Cultivating curiosity, agility, and diversity: ROM's HR leader

ROM CHRO Manuelita Cherizard on leadership and change in a not-for-profit, cultural organization

Cultivating curiosity, agility, and diversity: ROM's HR leader

The Royal Ontario Museum (ROM) in Toronto is a great place for people who want to learn about the world around them and cultivate their curiosity. 

For Manuelita Cherizard, the Chief Human Resources Officer at ROM, those are the kind of characteristics that are key for HR and organizational leadership. 

“Curiosity and an agile, learning mindset is essential, because we’re in times where there's a lot of uncertainty,” says Cherizard. “So for people to move along and develop, they really need to be open to it, be curious, and be willing to be in a zone of discomfort as they're growing and opening up.” 

Cherizard describes her entry into HR as driven by her curiosity and fundamental desire to understand organizational dynamics. “HR was particularly attractive to me because I felt like HR was involved in everything,” she says. “Observing the people who took care of HR in my earliest work experiences, I thought this was a way for me to know what's going on because I'm very curious, but at the same time to get to help people while supporting and understanding the business.” 

HR strategy in a constrained environment 

Her current role at ROM may be a bit different from that of many other HR leaders — she has filled HR roles at private, public, not-for-profit, and Crown corporations — due to the museum’s status as a not-for-profit agency of the provincial government while also serving as a cultural institution.
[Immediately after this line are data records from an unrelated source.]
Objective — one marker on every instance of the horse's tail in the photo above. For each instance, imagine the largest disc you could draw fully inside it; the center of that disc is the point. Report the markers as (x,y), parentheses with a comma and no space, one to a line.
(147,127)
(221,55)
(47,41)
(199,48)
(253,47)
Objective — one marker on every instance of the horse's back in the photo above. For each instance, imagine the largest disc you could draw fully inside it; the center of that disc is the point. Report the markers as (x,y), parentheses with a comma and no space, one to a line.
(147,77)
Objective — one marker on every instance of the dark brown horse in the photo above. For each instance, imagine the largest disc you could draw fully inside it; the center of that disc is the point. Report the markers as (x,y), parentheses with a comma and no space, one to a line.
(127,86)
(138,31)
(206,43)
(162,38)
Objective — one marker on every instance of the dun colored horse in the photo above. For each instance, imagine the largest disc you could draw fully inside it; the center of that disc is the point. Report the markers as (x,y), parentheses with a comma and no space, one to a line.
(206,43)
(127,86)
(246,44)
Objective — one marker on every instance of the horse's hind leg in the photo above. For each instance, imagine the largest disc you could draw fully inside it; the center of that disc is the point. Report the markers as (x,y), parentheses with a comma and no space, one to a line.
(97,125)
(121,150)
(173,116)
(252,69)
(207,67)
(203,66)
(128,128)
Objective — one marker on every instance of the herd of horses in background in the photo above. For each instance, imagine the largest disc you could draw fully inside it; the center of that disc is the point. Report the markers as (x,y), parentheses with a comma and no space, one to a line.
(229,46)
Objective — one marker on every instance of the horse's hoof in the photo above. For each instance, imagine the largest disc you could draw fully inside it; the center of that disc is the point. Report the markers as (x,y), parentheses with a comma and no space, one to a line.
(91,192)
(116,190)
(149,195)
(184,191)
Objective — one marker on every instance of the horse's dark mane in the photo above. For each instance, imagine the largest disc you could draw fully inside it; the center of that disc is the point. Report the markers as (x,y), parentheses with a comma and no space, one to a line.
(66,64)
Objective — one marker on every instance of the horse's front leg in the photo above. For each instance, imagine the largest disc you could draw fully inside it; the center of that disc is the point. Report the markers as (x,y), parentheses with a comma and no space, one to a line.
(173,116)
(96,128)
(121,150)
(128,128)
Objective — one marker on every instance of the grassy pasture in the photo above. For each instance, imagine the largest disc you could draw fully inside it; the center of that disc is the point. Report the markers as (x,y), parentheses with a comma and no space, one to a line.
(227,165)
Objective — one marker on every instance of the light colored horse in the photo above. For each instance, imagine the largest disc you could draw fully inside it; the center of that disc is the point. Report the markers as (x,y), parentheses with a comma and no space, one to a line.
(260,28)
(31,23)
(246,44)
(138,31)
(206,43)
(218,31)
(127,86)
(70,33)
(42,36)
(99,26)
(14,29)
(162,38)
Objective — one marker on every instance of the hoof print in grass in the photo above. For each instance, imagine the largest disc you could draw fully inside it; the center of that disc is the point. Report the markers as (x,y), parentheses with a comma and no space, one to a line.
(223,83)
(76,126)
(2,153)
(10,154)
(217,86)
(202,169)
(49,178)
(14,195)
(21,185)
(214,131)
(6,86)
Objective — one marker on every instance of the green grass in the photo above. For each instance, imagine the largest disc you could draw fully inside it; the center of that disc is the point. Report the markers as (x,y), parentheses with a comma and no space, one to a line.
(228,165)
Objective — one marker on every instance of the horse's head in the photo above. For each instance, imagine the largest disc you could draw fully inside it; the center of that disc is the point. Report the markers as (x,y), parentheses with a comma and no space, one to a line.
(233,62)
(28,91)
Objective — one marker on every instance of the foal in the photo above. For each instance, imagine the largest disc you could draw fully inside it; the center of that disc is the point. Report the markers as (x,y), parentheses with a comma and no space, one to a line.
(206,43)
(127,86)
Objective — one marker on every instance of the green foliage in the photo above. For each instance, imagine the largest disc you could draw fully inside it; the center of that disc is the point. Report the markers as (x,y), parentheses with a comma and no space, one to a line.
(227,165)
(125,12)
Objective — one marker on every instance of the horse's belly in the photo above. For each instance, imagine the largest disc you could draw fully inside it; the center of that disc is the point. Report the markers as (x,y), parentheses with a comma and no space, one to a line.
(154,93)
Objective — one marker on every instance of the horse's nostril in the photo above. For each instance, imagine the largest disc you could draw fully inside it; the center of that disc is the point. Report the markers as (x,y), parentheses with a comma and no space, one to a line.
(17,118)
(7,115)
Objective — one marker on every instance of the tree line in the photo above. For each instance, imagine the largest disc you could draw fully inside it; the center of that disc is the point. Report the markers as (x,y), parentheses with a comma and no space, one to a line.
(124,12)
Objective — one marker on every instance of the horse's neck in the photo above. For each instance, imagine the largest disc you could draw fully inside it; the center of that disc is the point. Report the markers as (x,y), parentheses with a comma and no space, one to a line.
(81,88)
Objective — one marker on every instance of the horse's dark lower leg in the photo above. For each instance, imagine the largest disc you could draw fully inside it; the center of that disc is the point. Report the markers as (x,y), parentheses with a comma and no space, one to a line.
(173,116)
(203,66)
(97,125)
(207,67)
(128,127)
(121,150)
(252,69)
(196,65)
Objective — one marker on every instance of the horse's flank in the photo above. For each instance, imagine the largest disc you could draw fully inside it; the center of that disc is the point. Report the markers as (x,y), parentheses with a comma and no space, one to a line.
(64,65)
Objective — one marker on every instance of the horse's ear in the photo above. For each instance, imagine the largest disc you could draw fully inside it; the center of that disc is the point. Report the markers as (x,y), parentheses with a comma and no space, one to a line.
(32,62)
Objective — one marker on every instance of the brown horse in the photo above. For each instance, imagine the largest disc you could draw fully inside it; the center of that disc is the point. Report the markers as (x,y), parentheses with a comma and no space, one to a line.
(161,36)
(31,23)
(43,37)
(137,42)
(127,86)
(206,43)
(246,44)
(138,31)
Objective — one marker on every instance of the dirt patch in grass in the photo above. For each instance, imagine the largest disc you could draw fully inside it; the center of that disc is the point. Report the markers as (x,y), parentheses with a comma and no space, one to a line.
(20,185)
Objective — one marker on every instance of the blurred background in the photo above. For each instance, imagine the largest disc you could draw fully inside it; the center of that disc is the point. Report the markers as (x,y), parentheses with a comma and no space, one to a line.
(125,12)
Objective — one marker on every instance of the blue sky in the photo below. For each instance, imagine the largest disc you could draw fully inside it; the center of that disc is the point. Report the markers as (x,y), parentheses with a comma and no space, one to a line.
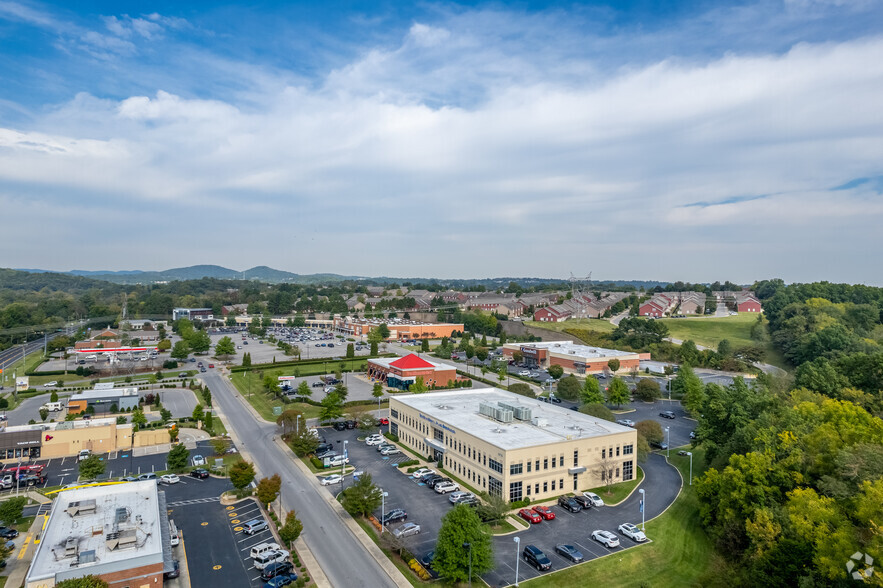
(658,140)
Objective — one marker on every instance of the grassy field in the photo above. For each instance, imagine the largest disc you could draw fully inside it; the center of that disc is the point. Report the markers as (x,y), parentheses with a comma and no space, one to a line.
(613,495)
(679,555)
(599,325)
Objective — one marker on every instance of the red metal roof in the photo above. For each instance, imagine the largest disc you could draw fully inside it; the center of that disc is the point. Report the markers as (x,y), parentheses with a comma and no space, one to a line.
(411,362)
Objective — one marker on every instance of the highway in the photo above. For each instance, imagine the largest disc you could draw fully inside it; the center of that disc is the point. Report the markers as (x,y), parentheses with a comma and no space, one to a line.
(339,553)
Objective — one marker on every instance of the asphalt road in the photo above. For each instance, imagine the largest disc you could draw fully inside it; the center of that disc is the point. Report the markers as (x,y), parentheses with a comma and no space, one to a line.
(338,552)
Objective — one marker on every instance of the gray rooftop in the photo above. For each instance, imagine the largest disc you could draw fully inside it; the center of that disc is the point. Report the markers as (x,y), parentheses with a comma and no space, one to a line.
(460,411)
(100,530)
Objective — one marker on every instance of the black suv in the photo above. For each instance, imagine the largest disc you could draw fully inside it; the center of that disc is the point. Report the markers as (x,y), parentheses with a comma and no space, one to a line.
(569,503)
(535,557)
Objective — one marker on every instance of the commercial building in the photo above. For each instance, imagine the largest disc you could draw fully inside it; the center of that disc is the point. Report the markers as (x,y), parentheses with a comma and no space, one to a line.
(401,372)
(579,359)
(398,328)
(103,399)
(119,533)
(512,446)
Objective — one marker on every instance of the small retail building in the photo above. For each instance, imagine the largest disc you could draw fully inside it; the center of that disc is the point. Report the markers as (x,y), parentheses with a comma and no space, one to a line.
(512,446)
(119,533)
(578,359)
(401,372)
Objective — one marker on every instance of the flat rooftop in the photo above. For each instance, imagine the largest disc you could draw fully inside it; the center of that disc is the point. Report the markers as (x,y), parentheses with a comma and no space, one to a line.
(100,529)
(459,410)
(571,348)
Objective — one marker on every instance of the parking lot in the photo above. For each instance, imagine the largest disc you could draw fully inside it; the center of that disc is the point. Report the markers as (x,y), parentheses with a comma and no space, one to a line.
(426,508)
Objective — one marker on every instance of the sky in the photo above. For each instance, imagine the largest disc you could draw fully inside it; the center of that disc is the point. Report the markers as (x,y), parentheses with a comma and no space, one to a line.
(680,140)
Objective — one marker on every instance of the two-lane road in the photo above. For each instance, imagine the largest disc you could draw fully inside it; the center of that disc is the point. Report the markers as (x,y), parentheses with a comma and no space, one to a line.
(339,553)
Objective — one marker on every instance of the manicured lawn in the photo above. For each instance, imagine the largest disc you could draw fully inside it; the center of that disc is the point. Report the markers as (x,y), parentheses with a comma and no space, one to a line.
(679,555)
(613,495)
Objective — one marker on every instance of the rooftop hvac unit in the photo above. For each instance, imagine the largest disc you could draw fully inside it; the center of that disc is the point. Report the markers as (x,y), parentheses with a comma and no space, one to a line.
(81,507)
(121,540)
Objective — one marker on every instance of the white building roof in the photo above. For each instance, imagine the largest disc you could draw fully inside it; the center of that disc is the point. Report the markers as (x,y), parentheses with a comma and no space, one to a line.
(85,523)
(459,410)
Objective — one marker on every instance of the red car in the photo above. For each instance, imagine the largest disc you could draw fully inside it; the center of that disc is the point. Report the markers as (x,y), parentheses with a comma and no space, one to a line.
(544,512)
(530,516)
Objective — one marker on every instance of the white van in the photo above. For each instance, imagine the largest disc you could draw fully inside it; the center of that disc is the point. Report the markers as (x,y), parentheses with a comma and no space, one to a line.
(174,539)
(257,550)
This creates the necessity for the museum’s leaders to strategize within a constrained environment where many stakeholders must be considered, she says. 

“ROM has a responsibility and an obligation to the community and to people who come to ROM wanting to discover, to explore, to really be amazed and to learn,” says Cherizard. “Challenges for the leadership and the organization are around responding to all of those expectations as well as the very particular and specific requirements, guidelines, and restrictions associated with being a government agency — while at the same time dealing with all of the changes within society, within the economy, and within what people are expecting of us as an employer and as a community member.” 
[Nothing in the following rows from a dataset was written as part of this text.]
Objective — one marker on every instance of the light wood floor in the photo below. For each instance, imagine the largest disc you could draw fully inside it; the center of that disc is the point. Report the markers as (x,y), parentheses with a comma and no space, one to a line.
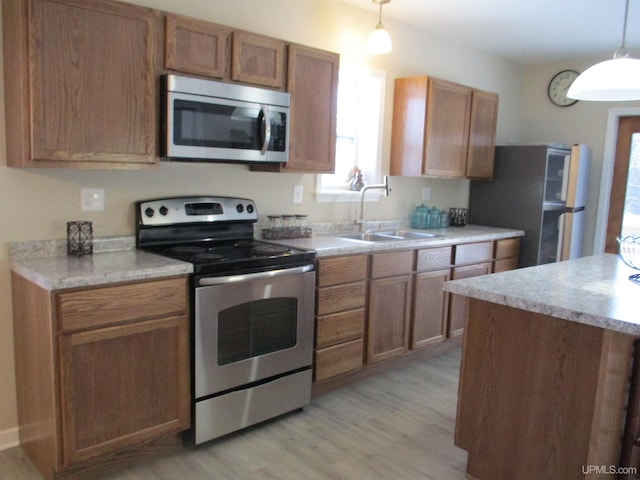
(398,425)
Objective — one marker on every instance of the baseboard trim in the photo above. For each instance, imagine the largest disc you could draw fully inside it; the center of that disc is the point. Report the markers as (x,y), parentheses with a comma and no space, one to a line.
(9,438)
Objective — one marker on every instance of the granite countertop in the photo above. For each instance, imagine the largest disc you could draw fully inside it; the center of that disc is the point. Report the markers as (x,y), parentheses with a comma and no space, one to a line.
(115,259)
(593,290)
(328,245)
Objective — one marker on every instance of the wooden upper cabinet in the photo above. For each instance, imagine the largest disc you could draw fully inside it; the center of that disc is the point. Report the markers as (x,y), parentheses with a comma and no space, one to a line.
(312,81)
(482,135)
(257,60)
(442,129)
(80,83)
(447,129)
(197,47)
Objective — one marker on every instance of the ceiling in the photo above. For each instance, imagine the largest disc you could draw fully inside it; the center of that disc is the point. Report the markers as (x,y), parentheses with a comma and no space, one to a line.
(525,31)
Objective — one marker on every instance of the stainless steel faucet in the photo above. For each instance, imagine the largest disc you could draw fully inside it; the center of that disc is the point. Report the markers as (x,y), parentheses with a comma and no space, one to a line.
(384,186)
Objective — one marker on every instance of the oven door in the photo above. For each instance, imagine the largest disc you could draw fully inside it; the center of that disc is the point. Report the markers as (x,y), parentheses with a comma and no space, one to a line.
(252,327)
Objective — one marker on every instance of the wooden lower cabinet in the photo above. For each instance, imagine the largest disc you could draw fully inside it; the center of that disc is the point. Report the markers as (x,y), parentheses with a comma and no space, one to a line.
(340,316)
(389,312)
(389,315)
(102,372)
(430,301)
(375,308)
(506,254)
(469,260)
(540,397)
(430,308)
(141,389)
(458,304)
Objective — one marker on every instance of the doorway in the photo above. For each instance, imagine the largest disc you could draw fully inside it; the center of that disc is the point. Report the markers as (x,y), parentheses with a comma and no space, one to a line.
(624,198)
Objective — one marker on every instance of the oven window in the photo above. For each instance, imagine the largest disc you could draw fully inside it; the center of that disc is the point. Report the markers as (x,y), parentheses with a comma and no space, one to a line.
(256,328)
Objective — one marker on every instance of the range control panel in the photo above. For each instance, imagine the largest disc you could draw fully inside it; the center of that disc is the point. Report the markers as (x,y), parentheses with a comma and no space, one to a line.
(176,210)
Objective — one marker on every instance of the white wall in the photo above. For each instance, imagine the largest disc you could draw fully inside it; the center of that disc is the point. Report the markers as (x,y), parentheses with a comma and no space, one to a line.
(36,203)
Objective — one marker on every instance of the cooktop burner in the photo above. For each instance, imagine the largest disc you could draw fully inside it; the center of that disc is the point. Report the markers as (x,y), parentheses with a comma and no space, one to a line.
(266,249)
(215,234)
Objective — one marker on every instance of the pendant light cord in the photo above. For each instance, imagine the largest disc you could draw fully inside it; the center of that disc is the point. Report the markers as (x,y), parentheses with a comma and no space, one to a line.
(621,51)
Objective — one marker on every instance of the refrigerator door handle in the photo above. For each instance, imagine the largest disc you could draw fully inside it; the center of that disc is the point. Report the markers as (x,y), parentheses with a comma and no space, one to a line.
(561,242)
(565,178)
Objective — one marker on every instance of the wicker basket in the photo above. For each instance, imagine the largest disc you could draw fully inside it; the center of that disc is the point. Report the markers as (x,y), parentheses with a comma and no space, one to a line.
(629,248)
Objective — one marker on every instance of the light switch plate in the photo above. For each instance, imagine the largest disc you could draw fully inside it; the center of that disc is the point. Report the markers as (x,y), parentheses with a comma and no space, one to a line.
(92,199)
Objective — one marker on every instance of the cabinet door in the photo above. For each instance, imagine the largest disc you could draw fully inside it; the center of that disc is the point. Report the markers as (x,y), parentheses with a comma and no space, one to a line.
(447,137)
(257,60)
(506,256)
(195,46)
(430,308)
(92,83)
(123,385)
(312,80)
(457,303)
(482,135)
(409,126)
(389,316)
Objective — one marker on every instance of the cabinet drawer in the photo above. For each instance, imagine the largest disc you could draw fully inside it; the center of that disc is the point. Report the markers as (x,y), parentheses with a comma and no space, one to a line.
(391,263)
(504,264)
(433,258)
(97,307)
(338,359)
(473,252)
(333,271)
(340,298)
(509,247)
(340,327)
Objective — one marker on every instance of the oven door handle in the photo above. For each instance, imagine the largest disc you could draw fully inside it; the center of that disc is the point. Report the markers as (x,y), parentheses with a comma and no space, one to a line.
(205,282)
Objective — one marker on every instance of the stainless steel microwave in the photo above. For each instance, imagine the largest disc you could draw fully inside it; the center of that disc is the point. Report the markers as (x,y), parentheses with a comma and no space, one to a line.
(206,120)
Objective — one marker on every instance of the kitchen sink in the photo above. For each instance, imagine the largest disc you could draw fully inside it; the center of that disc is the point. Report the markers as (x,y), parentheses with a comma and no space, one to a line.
(387,236)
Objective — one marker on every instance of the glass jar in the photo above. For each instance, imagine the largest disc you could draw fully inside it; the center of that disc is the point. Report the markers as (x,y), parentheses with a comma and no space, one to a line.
(444,219)
(301,221)
(434,221)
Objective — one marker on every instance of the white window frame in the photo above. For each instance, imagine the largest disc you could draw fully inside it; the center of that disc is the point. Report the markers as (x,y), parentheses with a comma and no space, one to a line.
(373,174)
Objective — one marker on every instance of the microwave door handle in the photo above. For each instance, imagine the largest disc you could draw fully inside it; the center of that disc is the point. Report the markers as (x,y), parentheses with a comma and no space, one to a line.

“All of those forces and influences together are really creating a number of challenges across different pillars,” she says, adding that her passion for understanding and influencing the entire organizational system fuels her approach. 

A deliberate and open approach to change 

Within these challenges and constraints, public agencies such as ROM are faced with constant need to adapt — something most HR leaders are facing in a time of frequent change such as AI adoption and organizational restructuring. Cherizard believes that effective change strategy must be thorough, and she takes her time to ensure change management in her organization is deliberate, well-planned, and well-communicated. It’s also important to identify champions in the organization who are change-agile and can support and guide people at their own level, she says. 

“What's been effective is helping people to understand what the change is, the impact on them, the benefits of the change — particularly the benefit for them personally,” says Cherizard. “There needs to be a thread through the communication and the implementation of the change that helps them understand that, to reduce or lower some of the resistance.” 

What can derail a change strategy is going too quickly, not communicating effectively, and not bringing everyone in the organization along with it, she adds. 

Supporting diversity and mentoring as a leader 

As a public organization, diversity is also a key organizational value for ROM. It’s something the hits close to home for Cherizard, and her position as an HR leader provides her with a platform to make a difference. 

“My heritage is very multicultural and that really helps me when I focus on being a role model around DEI and accessibility,” she says. “It has given me a good foundation to try and understand and be curious about different people with different backgrounds, different profiles, different ways of thinking.” 

Beyond her core role, Cherizard also emphasizes supporting vulnerable talent pools. “I'm passionate about helping those who are looking for opportunity, whether it's because they're newly graduated from school, newly arrived in Canada, or newly getting into HR from another career,” she says. “My role, very fortunately, enables me to help, whether it's through a volunteer opportunity through which people can come into the organization, or they're actually looking for mentors and I'm able to help.” 

HR’s transformation to a strategic role 

Working with other organizational leaders to address factors that can pull the organization in different directions, planning and implementing change, and promoting diversity through her leadership position are all elements of being an HR leader that showcases the transformation of HR during Cherizard’s more than three decades in HR. 

“At the very beginning [HR] was very much transactional, very much administration,” she says. “And I've seen changes throughout the years towards a more strategic role, especially since COVID — that, as a global phenomenon, really called on organizations and HR professionals who were focusing on the people in the organization to exercise muscles that we hadn't before, to learn new skills around how to handle this global pandemic and all of the impacts it had both on the organizations and their people.” 

HR learned and developed from that historical event, according to Cherizard — an event that might someday be studied in a museum.